The Faroe Islands, or the Faroese, comprise eighteen islands located between the Norwegian Sea and the North Atlantic Ocean, with their closest neighbours being Norway and Iceland. They were first colonised by the Norwegian Vikings in the 9th century, and in the 14th century, they were ceded by a special treaty to Denmark. They remain a County of Denmark, although since 1948, they have had responsibility for their fiscal and legislative affairs. They have their own Faroese flag and are represented by two officials in the Danish Parliament.
The head of their Cabinet is a prime minister, and they enjoy independent status in the Nordic Council but are not members of the European Union.
The main sources of income of the Faroe Islands are fishing and sheep rearing. The temperatures range from 38 celsius in the winter to118 celsius in the summer.
Seventeen of the 18 islands are occupied, while one is used only for sheep grazing/rearing. Some islands are connected by bridges across the sea, some by tunnels under the sea, while others are linked by ferries.
The main objective of the conference, ‘The Tower at the End of the World’, was to celebrate literature from islands all around the world and to discuss issues related to island places and spaces. Organisers of the conference took the inspiration for its title from the last book written by William Heinesen (1900-91), a well-known Faroese artist who brought much attention to the islands through his music, paintings, novels, and short stories which were inspired by the landscape, beauty, and uniqueness of the islands.

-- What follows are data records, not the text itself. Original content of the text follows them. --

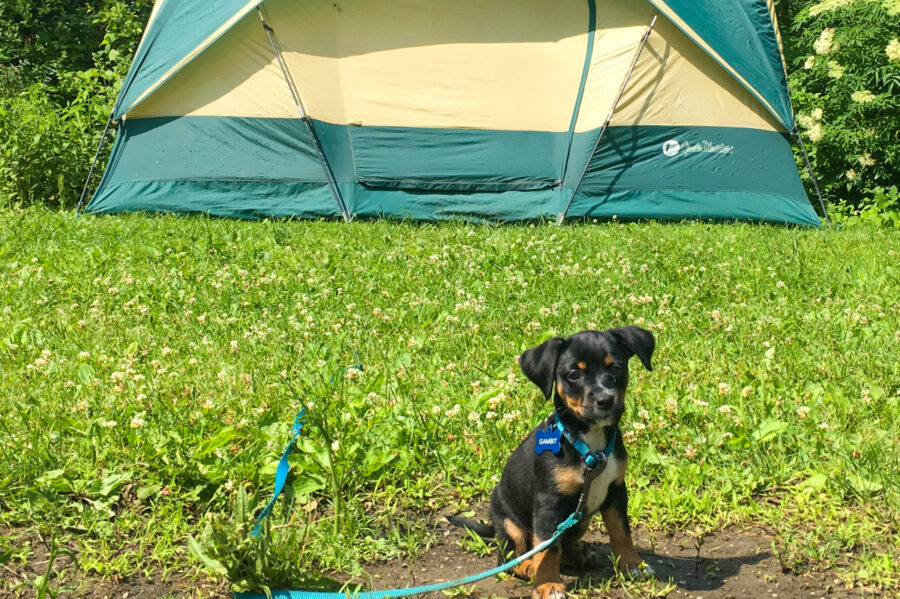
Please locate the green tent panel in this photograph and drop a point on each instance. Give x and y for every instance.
(507, 110)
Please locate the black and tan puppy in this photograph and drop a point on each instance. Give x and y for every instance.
(586, 375)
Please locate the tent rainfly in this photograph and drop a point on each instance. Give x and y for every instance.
(501, 110)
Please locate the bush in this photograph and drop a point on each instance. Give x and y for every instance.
(51, 120)
(846, 90)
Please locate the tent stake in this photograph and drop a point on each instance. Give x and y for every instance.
(295, 94)
(812, 174)
(562, 215)
(94, 162)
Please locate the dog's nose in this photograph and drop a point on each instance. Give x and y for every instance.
(603, 399)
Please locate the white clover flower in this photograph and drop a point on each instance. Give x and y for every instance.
(827, 5)
(825, 43)
(893, 50)
(835, 69)
(866, 160)
(816, 132)
(862, 96)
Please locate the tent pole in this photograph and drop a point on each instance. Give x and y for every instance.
(295, 94)
(812, 174)
(94, 162)
(562, 215)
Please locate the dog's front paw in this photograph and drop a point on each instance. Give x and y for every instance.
(550, 590)
(641, 572)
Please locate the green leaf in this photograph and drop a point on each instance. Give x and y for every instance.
(211, 563)
(148, 491)
(816, 481)
(769, 429)
(215, 442)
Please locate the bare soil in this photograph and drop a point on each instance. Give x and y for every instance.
(729, 564)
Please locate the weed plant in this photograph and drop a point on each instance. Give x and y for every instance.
(150, 369)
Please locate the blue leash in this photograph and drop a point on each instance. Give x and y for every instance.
(406, 592)
(281, 472)
(280, 478)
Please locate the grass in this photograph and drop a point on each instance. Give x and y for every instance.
(150, 369)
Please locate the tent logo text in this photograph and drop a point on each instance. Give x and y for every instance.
(673, 147)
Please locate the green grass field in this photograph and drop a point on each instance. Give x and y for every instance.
(150, 369)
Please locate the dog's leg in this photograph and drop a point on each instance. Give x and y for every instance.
(572, 556)
(546, 580)
(513, 542)
(615, 517)
(547, 583)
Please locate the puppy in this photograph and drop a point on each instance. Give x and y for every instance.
(548, 476)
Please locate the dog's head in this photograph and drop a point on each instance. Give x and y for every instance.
(589, 370)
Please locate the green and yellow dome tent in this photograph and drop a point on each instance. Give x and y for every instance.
(500, 109)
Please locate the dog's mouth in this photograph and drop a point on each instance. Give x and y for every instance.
(594, 415)
(590, 413)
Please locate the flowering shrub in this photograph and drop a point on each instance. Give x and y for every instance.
(845, 82)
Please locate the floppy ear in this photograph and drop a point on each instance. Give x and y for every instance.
(538, 363)
(637, 340)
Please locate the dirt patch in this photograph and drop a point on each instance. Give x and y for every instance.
(17, 579)
(729, 564)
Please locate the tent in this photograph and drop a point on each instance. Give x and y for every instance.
(487, 109)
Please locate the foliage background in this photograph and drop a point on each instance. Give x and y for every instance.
(61, 64)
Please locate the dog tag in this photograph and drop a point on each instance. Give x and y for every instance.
(547, 440)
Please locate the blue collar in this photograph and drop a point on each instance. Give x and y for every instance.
(592, 459)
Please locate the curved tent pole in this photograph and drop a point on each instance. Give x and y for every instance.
(812, 174)
(94, 162)
(295, 94)
(562, 215)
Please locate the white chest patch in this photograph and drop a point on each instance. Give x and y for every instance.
(600, 487)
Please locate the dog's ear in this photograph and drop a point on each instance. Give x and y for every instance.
(538, 363)
(638, 341)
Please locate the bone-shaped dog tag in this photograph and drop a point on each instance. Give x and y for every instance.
(547, 440)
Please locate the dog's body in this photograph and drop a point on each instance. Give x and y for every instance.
(586, 375)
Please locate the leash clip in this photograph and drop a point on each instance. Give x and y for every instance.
(594, 461)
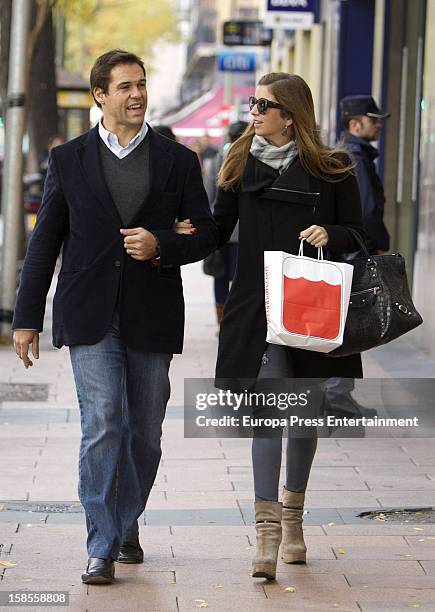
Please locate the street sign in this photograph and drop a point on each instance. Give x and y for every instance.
(236, 62)
(239, 33)
(290, 14)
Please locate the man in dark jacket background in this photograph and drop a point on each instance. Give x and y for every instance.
(110, 200)
(362, 120)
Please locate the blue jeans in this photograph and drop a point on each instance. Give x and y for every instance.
(122, 396)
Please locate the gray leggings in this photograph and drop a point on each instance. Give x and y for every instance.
(267, 452)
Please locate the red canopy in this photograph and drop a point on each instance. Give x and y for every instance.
(212, 116)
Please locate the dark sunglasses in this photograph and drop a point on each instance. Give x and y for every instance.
(263, 104)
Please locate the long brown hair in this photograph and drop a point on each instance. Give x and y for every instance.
(290, 90)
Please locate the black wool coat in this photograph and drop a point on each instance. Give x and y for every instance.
(272, 210)
(79, 214)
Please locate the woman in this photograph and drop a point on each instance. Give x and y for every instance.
(282, 184)
(228, 251)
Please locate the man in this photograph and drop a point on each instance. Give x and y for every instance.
(111, 198)
(362, 120)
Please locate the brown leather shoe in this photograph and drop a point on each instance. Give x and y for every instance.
(99, 571)
(130, 552)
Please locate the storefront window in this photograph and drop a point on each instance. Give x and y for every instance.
(424, 260)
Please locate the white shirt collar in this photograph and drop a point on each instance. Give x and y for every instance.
(111, 140)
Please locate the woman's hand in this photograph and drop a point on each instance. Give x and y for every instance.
(315, 235)
(184, 227)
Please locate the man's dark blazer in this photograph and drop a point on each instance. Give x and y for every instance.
(78, 212)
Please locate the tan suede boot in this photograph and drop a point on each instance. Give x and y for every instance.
(268, 526)
(293, 549)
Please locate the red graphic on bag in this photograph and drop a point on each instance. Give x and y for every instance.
(311, 308)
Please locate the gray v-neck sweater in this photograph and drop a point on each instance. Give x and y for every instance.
(128, 179)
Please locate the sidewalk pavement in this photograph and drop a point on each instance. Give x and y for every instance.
(199, 535)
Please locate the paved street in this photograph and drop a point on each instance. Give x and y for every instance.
(199, 536)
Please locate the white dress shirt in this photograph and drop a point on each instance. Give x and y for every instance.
(111, 140)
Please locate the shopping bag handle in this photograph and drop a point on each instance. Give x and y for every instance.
(319, 251)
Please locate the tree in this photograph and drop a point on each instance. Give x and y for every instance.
(95, 26)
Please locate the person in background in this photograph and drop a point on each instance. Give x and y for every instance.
(228, 251)
(207, 148)
(165, 130)
(53, 141)
(362, 120)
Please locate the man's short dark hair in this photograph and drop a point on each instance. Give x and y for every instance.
(346, 120)
(100, 73)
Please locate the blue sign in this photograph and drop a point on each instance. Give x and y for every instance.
(298, 6)
(236, 62)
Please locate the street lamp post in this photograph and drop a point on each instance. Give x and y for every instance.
(13, 161)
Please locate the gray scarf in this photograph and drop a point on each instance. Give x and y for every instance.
(278, 158)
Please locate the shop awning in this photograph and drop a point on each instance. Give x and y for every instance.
(208, 114)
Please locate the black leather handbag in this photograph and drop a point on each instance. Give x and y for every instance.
(380, 307)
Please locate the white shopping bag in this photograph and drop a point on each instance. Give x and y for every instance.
(306, 300)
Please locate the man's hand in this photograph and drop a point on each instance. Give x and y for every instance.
(140, 243)
(184, 227)
(22, 340)
(315, 235)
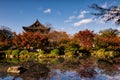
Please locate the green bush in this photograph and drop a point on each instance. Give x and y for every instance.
(8, 52)
(55, 51)
(41, 52)
(23, 53)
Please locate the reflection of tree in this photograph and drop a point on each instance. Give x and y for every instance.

Twelve writers and twelve scholars from islands around the globe the Atlantic, Tasmania, the Baltic States, Greenland, Cape Verde, Canary Islands, Japan, Indonesia, and the Caribbean – converged to discuss island literatures and issues related to island spaces.
There is an attempt through globalisation to bring greater attention to islands and small spaces, along with their literatures and artistic expressions.
The conference brought together persons from other islands that similar to and at the same time different from the Caribbean. The conference was both cross-disciplinary and interdisciplinary and allowed writers and scholars to discuss local, national, regional, and global issues related to language, memory and power, and landscape. The works of writers from Indonesia, Cuba, Cape Verde, Tasmania, Greece, and others islands were read and analysed for the insight they provide on history, culture, language, and island living.
Such a conference in the year that one of the Caribbean’s greatest writers, Nobel Laureate Derek Walcott died, was indeed a welcome idea. His presence loomed large on at least one panel, which gave attention to his legacy, in particular, his views about language and his celebration and deep love of Caribbean island spaces. His lament, noted in Tiepolo’s Hound, of writing in which some Caribbean writers of the 1950s represented Caribbean landscape as a carbon copy of English landscape was underlined as island spaces were celebrated for their unique beauty, landforms, and inspiring environmental aura.
NO INTERPRETER NEEDED
The most fascinating aspect of the conference was the fact that even though all participants belonged to different language communities, the conference was conducted entirely in English. Participants who spoke, in some cases, three local languages, as well as French, Italian, and German, all spoke excellent English. There was no interpreting at the conference.
This encounter served as a sharp reminder of the need for Caribbean and Jamaican students to learn and articulate English well despite their necessary pride in our native tongues. Those persons charged with teaching English to our children and youngsters must ensure that they employ the most effective methodologies to help them acquire the overall communicative competence that will equip them to speak, read, and write English well, for multiple audiences and in multiple contexts.
If people who live on tiny islands in the Norwegian Sea, in Greenland, Sardinia, the Baltic Sea, Indonesia, the Greek islands, among others, can easily make the effective shift from their mother tongue to English after learning it as a second language in secondary school, Jamaican and Caribbean children should be able to learn English well enough to sustain meaningful informal and formal exchanges when the context requires it. We owe it to our youth to empower them in this way.
None of us, whether on radio, television, on the pulpit, or elsewhere, should think that it is reasonable for us to promote the one language over the other. Our children and young people need to be as fluent in English as they are in Creole. Only then will they be bilingual. Only then, will they be marketable in an increasingly globalised world.